To use baking soda you need a KH tester. Baking soad raises your buffering capacity (KH), which affects PH. I for one have low buffering, and low PH. If you have a high KH already there is no need to add baking soda.


----------



## lament configuration (Jun 22, 2003)

i dont think sodium bicarbonate is a strong enough of a base to raise your pH that high. you would need something like NaOH /KOH or NH2 or even (-OCH3) to do that job.


----------



## harrykaa (Jan 10, 2005)

Paul said:


> i dont think sodium bicarbonate is a strong enough of a base to raise your pH that high. you would need something like NaOH /KOH or NH2 or even (-OCH3) to do that job.


Hi you there,

You have a general misunderstanding there. Bicarbonates do increase KH (which is actually the carbonate hardness value), but it does not set your pH, but a bit higher. A carbonate buffer operates well within pH values 6.8-7.8. Bicarbonates (HCO3) act as a buffer. A buffer is a compound that will increase alkalinity and set the pH where it is. It will prevent the pH from any changes, up or down. When acid or base is added into a buffer solution, the pH will change only very little and if acid or base is added more and more, at certain point the buffer is used up chemically (and KH has gone near zero) and only then the pH will lower (acid) or climb (base) rapidly.

Regards,


----------



## lament configuration (Jun 22, 2003)

a bicarbonate will bond with all free protons (in the nature that bases do) how would that not affect pH?

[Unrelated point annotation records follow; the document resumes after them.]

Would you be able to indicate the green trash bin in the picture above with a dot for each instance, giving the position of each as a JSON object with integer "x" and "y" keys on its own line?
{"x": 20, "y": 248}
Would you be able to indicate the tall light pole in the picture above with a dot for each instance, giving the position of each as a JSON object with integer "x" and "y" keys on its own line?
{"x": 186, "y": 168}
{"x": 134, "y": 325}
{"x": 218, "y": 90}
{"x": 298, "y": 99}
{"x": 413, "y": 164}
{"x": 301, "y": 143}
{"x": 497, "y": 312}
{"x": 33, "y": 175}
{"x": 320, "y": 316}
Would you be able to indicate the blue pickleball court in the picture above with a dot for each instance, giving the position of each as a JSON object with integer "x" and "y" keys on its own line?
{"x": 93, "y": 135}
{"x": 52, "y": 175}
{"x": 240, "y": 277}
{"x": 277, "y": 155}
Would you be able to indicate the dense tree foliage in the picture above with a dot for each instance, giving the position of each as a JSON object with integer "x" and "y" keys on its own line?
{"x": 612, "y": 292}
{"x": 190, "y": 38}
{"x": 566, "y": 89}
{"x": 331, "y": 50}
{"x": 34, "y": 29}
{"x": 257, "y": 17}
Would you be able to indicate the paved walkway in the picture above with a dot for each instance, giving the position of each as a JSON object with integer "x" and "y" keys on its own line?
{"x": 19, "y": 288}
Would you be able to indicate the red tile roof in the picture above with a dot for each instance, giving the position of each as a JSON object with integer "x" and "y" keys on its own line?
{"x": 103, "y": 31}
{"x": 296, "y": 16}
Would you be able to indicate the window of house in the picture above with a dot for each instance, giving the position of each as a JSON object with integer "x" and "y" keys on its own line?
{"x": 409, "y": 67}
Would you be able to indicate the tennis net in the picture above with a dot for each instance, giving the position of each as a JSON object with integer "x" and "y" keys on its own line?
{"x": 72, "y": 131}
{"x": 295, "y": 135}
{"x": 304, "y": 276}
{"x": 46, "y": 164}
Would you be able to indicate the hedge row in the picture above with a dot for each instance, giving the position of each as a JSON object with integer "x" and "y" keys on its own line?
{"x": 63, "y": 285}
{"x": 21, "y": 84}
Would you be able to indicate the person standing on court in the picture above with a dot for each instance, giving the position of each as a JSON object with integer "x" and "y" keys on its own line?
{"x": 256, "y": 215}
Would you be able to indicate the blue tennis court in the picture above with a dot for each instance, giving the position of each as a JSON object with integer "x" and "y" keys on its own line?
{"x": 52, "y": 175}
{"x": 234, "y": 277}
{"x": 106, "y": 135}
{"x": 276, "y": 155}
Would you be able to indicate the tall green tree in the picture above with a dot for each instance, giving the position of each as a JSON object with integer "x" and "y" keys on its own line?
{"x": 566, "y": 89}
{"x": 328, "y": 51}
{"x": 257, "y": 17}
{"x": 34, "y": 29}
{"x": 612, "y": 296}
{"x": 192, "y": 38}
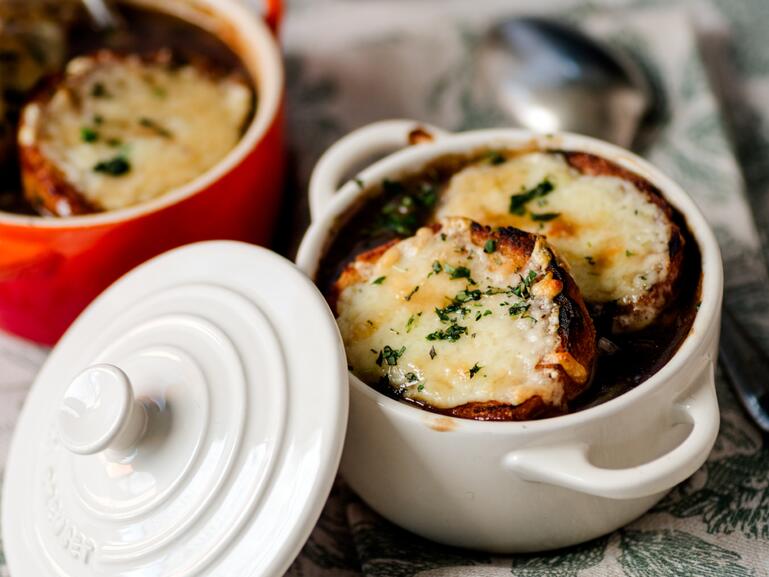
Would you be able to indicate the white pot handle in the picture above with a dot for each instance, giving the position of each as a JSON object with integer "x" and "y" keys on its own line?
{"x": 357, "y": 147}
{"x": 568, "y": 465}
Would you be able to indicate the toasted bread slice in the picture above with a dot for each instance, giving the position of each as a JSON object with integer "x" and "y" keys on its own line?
{"x": 468, "y": 321}
{"x": 115, "y": 131}
{"x": 613, "y": 229}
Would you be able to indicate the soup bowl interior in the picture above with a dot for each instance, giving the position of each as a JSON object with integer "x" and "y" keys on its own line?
{"x": 51, "y": 268}
{"x": 530, "y": 485}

bicarbonate's pKa is 10.5 approx. so wouldnt it only act as a good buffer in the pH region of +/- 1 of its pKa?


----------



## harrykaa (Jan 10, 2005)

Paul said:


> a bicarbonate will bond with all free protons (in the nature that bases do) how would that not affect pH?


It will affect, but only a little, instead of that alkalinity (KH) will get higher. There is a balance between carbonates and carbon dioxide and carbonic acid in the water. Actually bicarbonates and carbonates are not bases, merely salts of the carbonic acid.

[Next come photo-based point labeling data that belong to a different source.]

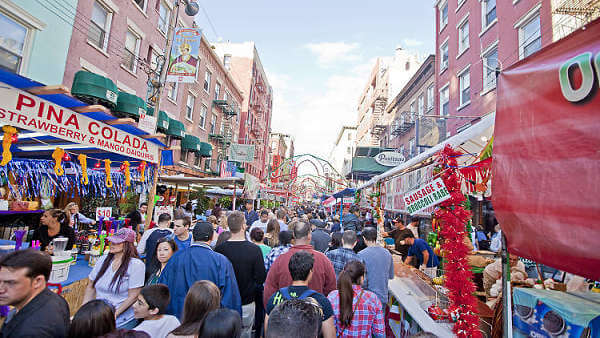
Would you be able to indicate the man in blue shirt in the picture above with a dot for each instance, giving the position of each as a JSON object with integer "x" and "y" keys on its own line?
{"x": 181, "y": 230}
{"x": 427, "y": 261}
{"x": 200, "y": 262}
{"x": 250, "y": 213}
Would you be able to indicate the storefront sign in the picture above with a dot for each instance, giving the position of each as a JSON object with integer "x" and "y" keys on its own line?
{"x": 243, "y": 153}
{"x": 105, "y": 212}
{"x": 147, "y": 123}
{"x": 23, "y": 110}
{"x": 389, "y": 158}
{"x": 184, "y": 62}
{"x": 426, "y": 196}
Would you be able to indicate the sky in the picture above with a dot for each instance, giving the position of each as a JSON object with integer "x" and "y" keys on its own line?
{"x": 318, "y": 54}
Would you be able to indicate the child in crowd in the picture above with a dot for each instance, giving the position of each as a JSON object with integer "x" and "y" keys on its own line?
{"x": 151, "y": 306}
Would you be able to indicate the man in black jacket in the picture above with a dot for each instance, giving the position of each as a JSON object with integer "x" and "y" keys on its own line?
{"x": 37, "y": 312}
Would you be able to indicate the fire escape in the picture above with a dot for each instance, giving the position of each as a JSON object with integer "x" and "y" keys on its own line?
{"x": 378, "y": 126}
{"x": 224, "y": 137}
{"x": 569, "y": 15}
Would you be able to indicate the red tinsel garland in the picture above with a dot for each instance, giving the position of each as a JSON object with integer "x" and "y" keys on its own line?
{"x": 453, "y": 218}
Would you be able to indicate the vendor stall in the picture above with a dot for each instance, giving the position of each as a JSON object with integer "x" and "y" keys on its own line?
{"x": 61, "y": 145}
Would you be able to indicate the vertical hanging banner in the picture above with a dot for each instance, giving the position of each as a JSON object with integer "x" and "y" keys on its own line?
{"x": 546, "y": 158}
{"x": 184, "y": 61}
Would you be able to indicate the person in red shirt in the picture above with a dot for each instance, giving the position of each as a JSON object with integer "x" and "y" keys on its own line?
{"x": 323, "y": 280}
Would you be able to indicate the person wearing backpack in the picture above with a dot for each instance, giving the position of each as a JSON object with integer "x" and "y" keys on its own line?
{"x": 301, "y": 270}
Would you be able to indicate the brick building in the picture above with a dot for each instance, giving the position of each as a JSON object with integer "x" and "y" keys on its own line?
{"x": 115, "y": 40}
{"x": 411, "y": 111}
{"x": 255, "y": 120}
{"x": 387, "y": 78}
{"x": 473, "y": 37}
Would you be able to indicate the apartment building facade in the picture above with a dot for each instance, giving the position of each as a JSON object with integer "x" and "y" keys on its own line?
{"x": 120, "y": 40}
{"x": 243, "y": 62}
{"x": 35, "y": 37}
{"x": 387, "y": 78}
{"x": 341, "y": 154}
{"x": 473, "y": 39}
{"x": 414, "y": 127}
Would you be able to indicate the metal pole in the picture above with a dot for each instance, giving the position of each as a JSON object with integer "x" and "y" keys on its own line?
{"x": 161, "y": 81}
{"x": 506, "y": 292}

Carbonates exist in three forms in the water. In strongly basic conditions carbonate ions (CO3) dominate, in weakly basic conditions bicarbonate ions (HCO3) dominate and in acidic conditions the main form is carbon dioxide (CO2) and a small amount of carbonic acid (H2CO3):
CO3 + 2H <-> HCO3 + H <-> CO2 + H2O (+ H2CO3).

A pure carbonate buffer which contains carbonic acid (H2CO3), bicarbonate ions (HCO3) and carbonate ions (CO3) maintains pH in the range of 8.0 (+/- 0.5).

Of course one must bear in mind that KH cannot be set very high in an aquarium, as most fishes do only tolerate well values up to KH 10 (equivalent to 107.0 mg of carbonates per liter of water).

Regards,


----------



## lament configuration (Jun 22, 2003)

and i thought that the conjugate anions of weak acids like carbonic acids act as fairly strong lewis bases?


----------



## Dr. Giggles (Oct 18, 2003)

It does add buffering capacity however with every water change you need to replenish. This is of course assuming your tap water has very low kH.


----------